What is an idiom for analysing, describing, or understanding something from an unusual point of view? A sentence using it might be:

If you _______, it is quite similar to a burrito.

With the similarity with burritos being rather surprising from the most usual perspective. I'm quite sure there was an idiom with the form "look at it ____", but I'm drawing a blank on what it was.

Clarification: The answers so far might work, but some of them are more neutral than what I'm thinking of. I want to suggest oddity.

  • 3
    If you can grokamole, it's quite similar to a burrito. – deadrat Jul 12 '15 at 23:06
  • If you let your imagination take flan, it's quite similar to a burrito. – deadrat Jul 12 '15 at 23:07
  • Is it chili in here, or is it quite similar to a burrito? – deadrat Jul 12 '15 at 23:08
  • If you consider arroz by any other name, it's quite similar to a burrito. – deadrat Jul 12 '15 at 23:13

If you look at it cockeyed....

  • Matches what I intended in both tone and meaning. Also, searching for it led me to "if you squint", which is the common expression I was trying to recall. – duplode Jul 13 '15 at 3:26

Look at it from a different angle?

Or what about if you think outside the box?

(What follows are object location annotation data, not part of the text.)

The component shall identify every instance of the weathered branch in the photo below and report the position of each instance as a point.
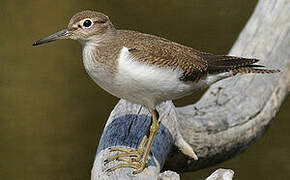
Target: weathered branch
(231, 115)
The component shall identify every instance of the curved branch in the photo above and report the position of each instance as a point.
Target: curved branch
(231, 115)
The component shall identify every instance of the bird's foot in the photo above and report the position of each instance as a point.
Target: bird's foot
(131, 157)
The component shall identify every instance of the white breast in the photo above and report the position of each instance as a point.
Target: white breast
(139, 82)
(148, 84)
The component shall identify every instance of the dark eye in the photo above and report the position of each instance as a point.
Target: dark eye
(87, 23)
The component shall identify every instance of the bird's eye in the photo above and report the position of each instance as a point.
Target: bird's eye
(87, 23)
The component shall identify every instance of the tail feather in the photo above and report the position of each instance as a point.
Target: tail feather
(247, 70)
(219, 64)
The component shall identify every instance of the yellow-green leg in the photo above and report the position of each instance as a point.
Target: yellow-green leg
(138, 157)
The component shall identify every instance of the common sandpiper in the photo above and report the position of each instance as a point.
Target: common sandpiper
(146, 70)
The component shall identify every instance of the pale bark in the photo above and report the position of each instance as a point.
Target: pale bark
(229, 117)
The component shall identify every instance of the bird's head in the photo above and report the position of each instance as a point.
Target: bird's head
(83, 26)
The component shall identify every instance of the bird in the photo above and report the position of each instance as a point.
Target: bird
(146, 70)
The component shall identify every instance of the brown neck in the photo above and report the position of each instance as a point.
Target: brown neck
(107, 50)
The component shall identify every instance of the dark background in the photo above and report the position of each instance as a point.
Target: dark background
(52, 114)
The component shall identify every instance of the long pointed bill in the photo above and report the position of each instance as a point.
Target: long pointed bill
(63, 34)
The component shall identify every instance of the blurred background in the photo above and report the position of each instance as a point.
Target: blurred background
(52, 114)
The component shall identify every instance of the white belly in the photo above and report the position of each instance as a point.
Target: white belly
(139, 82)
(149, 85)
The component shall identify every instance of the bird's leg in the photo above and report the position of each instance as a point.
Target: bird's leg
(138, 157)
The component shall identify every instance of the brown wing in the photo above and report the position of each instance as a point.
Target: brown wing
(195, 64)
(162, 52)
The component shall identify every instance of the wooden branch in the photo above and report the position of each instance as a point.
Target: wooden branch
(231, 115)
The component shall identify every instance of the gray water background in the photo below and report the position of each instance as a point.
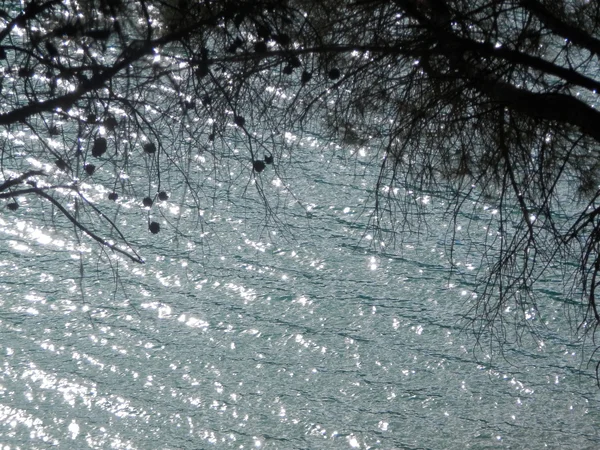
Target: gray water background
(246, 333)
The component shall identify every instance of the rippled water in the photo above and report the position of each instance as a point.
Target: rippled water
(253, 334)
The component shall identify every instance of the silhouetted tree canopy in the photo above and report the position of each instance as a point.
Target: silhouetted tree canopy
(489, 98)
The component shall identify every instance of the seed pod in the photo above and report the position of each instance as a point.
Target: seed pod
(99, 147)
(306, 77)
(154, 227)
(61, 164)
(150, 148)
(111, 123)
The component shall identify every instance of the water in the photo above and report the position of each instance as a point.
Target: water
(252, 333)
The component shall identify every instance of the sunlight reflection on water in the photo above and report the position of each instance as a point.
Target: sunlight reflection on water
(308, 338)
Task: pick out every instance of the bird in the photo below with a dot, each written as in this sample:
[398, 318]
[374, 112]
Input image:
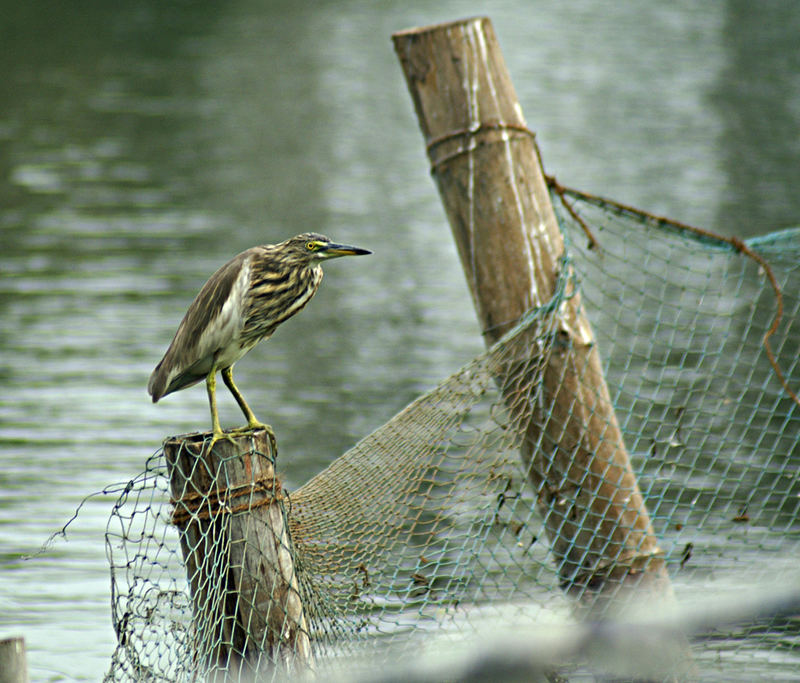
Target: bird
[241, 304]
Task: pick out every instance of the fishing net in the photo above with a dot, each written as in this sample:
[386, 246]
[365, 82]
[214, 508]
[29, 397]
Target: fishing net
[434, 525]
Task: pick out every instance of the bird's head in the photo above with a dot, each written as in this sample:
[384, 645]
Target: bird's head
[311, 248]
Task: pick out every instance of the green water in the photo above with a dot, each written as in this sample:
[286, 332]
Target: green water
[143, 144]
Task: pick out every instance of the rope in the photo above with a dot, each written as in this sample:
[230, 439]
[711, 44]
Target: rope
[205, 505]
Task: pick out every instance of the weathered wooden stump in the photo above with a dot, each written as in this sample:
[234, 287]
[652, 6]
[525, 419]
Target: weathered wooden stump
[229, 508]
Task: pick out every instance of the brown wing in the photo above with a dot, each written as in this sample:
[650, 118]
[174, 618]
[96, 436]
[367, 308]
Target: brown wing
[187, 361]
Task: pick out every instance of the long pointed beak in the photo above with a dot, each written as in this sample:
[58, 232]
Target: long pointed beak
[334, 250]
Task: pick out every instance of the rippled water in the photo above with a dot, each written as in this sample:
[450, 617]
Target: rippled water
[143, 145]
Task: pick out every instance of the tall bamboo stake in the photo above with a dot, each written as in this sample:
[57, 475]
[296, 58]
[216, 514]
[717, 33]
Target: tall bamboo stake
[486, 166]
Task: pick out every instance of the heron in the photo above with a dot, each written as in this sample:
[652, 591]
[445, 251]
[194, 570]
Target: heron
[241, 304]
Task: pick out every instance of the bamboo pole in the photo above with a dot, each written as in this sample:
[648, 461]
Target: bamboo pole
[13, 663]
[234, 535]
[486, 166]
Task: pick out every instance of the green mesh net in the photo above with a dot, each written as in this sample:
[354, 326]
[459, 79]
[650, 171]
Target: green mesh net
[433, 525]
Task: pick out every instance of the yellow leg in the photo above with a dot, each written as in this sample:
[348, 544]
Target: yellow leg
[211, 388]
[252, 422]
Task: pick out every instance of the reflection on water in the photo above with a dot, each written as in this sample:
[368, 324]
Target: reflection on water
[145, 144]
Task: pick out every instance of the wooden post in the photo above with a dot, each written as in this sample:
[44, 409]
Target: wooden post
[13, 664]
[486, 166]
[228, 506]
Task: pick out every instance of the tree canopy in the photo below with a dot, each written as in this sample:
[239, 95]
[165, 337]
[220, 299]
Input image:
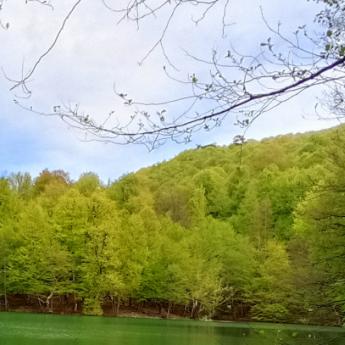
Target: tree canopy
[215, 232]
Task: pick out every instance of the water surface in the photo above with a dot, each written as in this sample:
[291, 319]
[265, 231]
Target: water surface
[29, 329]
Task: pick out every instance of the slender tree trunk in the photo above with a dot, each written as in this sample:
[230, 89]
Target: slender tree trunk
[117, 305]
[5, 286]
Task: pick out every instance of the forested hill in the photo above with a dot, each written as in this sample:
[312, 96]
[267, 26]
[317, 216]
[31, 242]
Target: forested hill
[240, 232]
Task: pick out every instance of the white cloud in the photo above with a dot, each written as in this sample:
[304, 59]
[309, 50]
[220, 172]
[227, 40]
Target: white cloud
[93, 53]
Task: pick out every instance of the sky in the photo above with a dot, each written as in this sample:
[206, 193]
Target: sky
[95, 52]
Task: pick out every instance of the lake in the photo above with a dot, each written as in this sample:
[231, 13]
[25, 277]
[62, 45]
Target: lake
[30, 329]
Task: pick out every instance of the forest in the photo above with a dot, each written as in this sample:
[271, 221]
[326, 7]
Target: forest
[239, 232]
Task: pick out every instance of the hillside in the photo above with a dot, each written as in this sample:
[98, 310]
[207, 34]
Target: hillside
[239, 232]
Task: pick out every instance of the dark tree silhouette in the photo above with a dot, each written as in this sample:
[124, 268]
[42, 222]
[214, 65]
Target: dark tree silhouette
[239, 85]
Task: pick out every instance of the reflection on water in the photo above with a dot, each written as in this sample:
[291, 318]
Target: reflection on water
[29, 329]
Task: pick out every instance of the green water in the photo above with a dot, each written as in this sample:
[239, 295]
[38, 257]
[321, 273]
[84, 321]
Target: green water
[29, 329]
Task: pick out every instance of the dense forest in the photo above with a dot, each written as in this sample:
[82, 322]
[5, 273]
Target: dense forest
[251, 232]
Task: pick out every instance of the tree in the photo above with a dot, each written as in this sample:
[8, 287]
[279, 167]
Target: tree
[285, 65]
[320, 220]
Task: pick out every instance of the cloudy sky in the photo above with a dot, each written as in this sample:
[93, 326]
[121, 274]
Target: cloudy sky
[94, 53]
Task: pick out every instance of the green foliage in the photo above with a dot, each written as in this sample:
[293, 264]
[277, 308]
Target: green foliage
[233, 232]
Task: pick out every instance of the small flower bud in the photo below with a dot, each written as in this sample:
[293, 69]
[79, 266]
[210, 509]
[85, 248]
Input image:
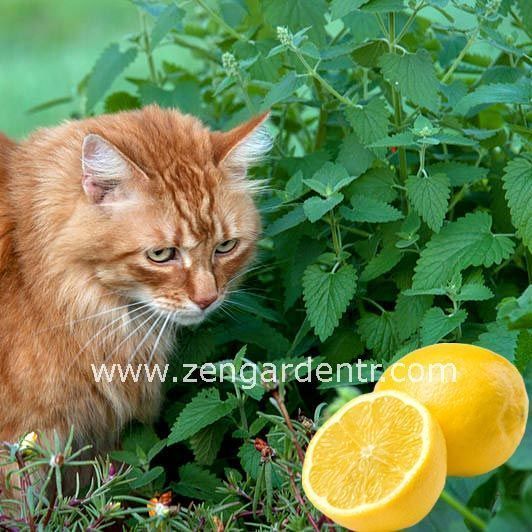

  • Perhaps, but I wonder if there is something that also suggests oddity. – duplode Jul 12 '15 at 22:53
  • @duplode - see my edit. – Charon Jul 12 '15 at 22:55
  • "Thinking outside the box" puts the focus on the person doing the thinking. Also, it is a little too positive - it might imply the alternative perspective is ultimately the better one. – duplode Jul 12 '15 at 22:57
  • Also, look at it from the outside. – Mazura Jul 13 '15 at 2:12
  • If you think outside the tortilla, it's quite similar to a tostada. – Patrick M Jul 13 '15 at 2:56

If you think laterally, it is quite similar to a burrito.

  • It kind of fits. Like "think outside the box", though, it seems to be more about the thinker than about the thought. – duplode Jul 12 '15 at 23:07
  • Marty, it's perfect! You're just not thinking 4th dimensionally! – Mazura Jul 13 '15 at 2:32
  • 1
    @duplode The term, and the concept was coined by management scientist Edward de Bono – WS2 Jul 13 '15 at 7:54

If you approach it tangentially, ...

  • Closest so far. A nitpick is that ideally I would have something less formal. – duplode Jul 12 '15 at 23:10

Thinking off-the-wall might suggest the oddity you want.

If you think off-the-wall, it is quite similar to a burrito.

off-the-wall: strange, often in a funny or interesting way [MacMillan]


If you want something less formal than tangential, how about "If you approach it slaunchwise....." I can't find a good reference for it, but it has been in use at MIT for decades, meaning tilted in a strange way.

  • If you ignore the issue of how uncommon this word seems to be, it fits perfectly! Slaunchways (link to thesaurus.com) seems to be slightly more common as far as Google can tell. – duplode Jul 13 '15 at 1:43

If you extrapolate, it's quite similar to a burrito.

If you look at it from the right perspective, it resembles a burrito.

  • "From the right perspective" could work, depending on tone the "right" is given. – duplode Jul 13 '15 at 1:36
  • Well, "proper perspective" would avoid confusion with the political right, if that's what you mean. ;) – David Blomstrom Jul 13 '15 at 2:06
  • That's not a worry. I just meant not making "right" sound as "literally correct", but rather "fit for the point I am trying to make". :) – duplode Jul 13 '15 at 2:15

For the sake of completeness: If you squint hard enough is the expression I couldn't recall at first.

  • 1
    I do not think this is complete actually "If you squint at it hard enough, it kinda looks like a [common noun]." It implies that the vague similarity requires some strenuous examination to ascertain. You could use "look" or "kind of" for style instead of squint or kinda or preface it with "I think" to make it strictly a matter of opinion but other variations seem unusual to me... – Tonepoet Jul 13 '15 at 17:12
  • @Tonepoet That does seem to be the case. I'm editing the answer, thanks. – duplode Jul 13 '15 at 20:00

In the specific context of debate, playing the devil's advocate is the act of arguing from a perspective you don't personally align with, and is especially challenging when you personally disagree with that perspective (hence mention of "the devil"). It's actually often necessary in order to provide a substantial proponent for an unpopular point of view - otherwise, a debate against that point of view turns into a group ranting session.

It provides many benefits, including broadening your own understanding of the subject being debated by forcing you to look at it from a completely different perspective. More than once, this has led me to identify my own falsely-founded preconceptions and completely change my thoughts on several subjects.